At a point in every artist’s life, they leave their roots
and explore something new. This is apparent in all the influences of the room:
the Grecian pillars, African tribal masks. Thus, the third floor hums with
electricity and possibility.
But in so clearly ignoring its roots, one cannot help but
think it is an escapist fantasy, somehow.

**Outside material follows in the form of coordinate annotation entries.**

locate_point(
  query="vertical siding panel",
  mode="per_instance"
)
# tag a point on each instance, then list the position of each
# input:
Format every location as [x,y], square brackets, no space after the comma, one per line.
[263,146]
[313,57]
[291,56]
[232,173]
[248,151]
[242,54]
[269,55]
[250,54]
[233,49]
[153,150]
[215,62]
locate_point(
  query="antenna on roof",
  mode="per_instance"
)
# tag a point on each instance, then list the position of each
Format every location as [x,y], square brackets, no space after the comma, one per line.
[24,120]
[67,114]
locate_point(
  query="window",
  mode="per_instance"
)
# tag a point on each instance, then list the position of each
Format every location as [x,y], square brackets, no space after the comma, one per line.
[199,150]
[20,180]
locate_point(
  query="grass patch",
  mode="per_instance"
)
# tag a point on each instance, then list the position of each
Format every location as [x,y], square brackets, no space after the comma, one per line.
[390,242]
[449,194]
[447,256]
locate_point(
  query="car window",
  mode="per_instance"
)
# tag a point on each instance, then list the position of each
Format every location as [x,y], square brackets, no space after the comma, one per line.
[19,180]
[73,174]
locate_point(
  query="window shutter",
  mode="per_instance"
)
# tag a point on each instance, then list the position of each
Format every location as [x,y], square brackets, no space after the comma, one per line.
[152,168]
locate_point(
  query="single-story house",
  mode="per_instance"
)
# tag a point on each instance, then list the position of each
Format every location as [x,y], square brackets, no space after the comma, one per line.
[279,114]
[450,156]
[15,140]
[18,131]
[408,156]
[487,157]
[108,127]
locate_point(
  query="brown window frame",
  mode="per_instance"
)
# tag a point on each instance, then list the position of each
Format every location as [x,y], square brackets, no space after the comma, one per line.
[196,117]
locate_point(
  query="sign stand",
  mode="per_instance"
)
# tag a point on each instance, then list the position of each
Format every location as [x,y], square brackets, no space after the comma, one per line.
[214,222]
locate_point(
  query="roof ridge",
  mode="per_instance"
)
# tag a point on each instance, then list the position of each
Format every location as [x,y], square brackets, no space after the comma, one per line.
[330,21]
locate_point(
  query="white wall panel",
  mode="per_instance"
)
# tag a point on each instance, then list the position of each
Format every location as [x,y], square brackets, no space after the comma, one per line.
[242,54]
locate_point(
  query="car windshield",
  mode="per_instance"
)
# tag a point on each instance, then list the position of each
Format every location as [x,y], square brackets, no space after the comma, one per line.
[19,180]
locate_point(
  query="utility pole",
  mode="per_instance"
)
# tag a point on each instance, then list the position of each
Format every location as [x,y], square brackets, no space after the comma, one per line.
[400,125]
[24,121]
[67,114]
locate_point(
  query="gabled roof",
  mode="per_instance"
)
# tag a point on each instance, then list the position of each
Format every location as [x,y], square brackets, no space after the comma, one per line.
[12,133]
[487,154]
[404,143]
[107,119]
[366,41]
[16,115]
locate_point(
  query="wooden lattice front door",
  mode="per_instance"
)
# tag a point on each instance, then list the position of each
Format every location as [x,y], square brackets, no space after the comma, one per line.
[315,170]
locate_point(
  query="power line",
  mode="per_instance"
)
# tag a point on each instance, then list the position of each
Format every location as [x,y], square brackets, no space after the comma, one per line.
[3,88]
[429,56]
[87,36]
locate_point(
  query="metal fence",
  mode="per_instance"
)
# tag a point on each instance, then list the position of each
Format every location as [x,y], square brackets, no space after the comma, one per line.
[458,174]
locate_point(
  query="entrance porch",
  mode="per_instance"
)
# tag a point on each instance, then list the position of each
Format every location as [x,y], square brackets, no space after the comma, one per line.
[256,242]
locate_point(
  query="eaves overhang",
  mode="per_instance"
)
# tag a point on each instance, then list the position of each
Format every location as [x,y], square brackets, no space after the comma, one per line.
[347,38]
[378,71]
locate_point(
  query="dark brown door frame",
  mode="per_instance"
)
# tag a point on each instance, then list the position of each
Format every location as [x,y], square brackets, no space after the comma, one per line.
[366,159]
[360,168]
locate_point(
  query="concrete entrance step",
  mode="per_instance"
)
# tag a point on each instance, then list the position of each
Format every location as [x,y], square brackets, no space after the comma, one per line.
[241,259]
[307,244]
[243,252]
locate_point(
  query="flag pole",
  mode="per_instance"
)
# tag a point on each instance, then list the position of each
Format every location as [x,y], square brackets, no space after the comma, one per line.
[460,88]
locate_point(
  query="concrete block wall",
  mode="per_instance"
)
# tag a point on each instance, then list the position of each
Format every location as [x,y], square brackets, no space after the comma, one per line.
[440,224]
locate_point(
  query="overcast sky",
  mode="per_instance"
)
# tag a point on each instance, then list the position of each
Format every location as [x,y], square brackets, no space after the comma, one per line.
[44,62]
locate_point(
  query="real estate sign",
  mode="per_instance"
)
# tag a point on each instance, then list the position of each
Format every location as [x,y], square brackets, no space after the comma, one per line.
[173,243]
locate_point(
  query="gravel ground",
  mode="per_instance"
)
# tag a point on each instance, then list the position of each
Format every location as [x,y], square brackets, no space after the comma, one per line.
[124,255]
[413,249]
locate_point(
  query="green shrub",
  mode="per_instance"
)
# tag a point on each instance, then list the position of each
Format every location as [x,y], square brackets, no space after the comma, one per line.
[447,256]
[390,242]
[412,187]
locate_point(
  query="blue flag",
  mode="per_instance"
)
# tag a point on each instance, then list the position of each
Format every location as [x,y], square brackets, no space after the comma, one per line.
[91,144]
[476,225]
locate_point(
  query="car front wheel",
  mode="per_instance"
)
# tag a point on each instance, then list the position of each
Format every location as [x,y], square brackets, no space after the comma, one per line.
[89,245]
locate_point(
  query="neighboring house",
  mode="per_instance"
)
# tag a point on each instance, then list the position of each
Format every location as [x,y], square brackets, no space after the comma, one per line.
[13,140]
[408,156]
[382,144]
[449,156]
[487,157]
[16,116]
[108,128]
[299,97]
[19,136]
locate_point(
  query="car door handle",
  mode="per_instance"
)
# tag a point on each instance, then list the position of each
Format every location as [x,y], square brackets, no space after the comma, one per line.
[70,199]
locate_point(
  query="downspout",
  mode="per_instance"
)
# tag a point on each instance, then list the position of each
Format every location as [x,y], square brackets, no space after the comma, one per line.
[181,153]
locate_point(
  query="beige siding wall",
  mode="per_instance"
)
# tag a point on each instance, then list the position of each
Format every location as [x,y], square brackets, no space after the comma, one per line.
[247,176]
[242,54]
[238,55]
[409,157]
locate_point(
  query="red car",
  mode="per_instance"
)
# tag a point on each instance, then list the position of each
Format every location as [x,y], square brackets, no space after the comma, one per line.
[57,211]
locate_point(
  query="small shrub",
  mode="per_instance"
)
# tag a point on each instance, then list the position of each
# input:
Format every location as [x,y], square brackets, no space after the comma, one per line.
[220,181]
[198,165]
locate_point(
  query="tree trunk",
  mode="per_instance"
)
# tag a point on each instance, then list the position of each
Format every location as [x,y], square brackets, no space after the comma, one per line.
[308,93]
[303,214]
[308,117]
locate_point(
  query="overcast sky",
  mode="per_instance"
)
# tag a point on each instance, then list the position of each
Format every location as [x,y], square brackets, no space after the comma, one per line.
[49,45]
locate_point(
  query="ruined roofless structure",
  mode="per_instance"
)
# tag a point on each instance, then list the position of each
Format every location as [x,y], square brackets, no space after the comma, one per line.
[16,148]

The fourth and final floor looks out over the third floor
and invites reflection. It is the most compact floor; it has neither the size
nor the grandstanding quality of the third. Brightly lit, it is crisper and
clearer than the dreamlike second floor. The centrepiece of the fourth floor is
a moving mechanical garden, tiffin boxes stacked in gleaming columns. By an
elegant mechanism, the columns move across the table ceaselessly and
seamlessly, a constant mechanical whirr that calls to mind the buzz of life and
work, of the ceaseless migration from village to city. It is a clear-eyed, but
more kind, rendition of the labour of the first floor. You can almost see them,
the people for whom these lunches were packed by a loving family member to
nourish their son or daughter’s quest for work and vitality. It is a
celebration of youth and vibrance.
Yet, on the walls, in contrast to the gleaming metal, are
portraits of rot and decay, dying flowers and rotting weeds. But they are
dignified, even lovely in their slow death.
The fourth floor is perhaps an acceptance of the duality of
life. That all movement is in constant service to death — and that it should be
celebrated anyway.
The fourth floor brings to mind that incomparable last line
of The Great Gatsby. “So we beat on, boats against the current,
borne back ceaselessly into the past.”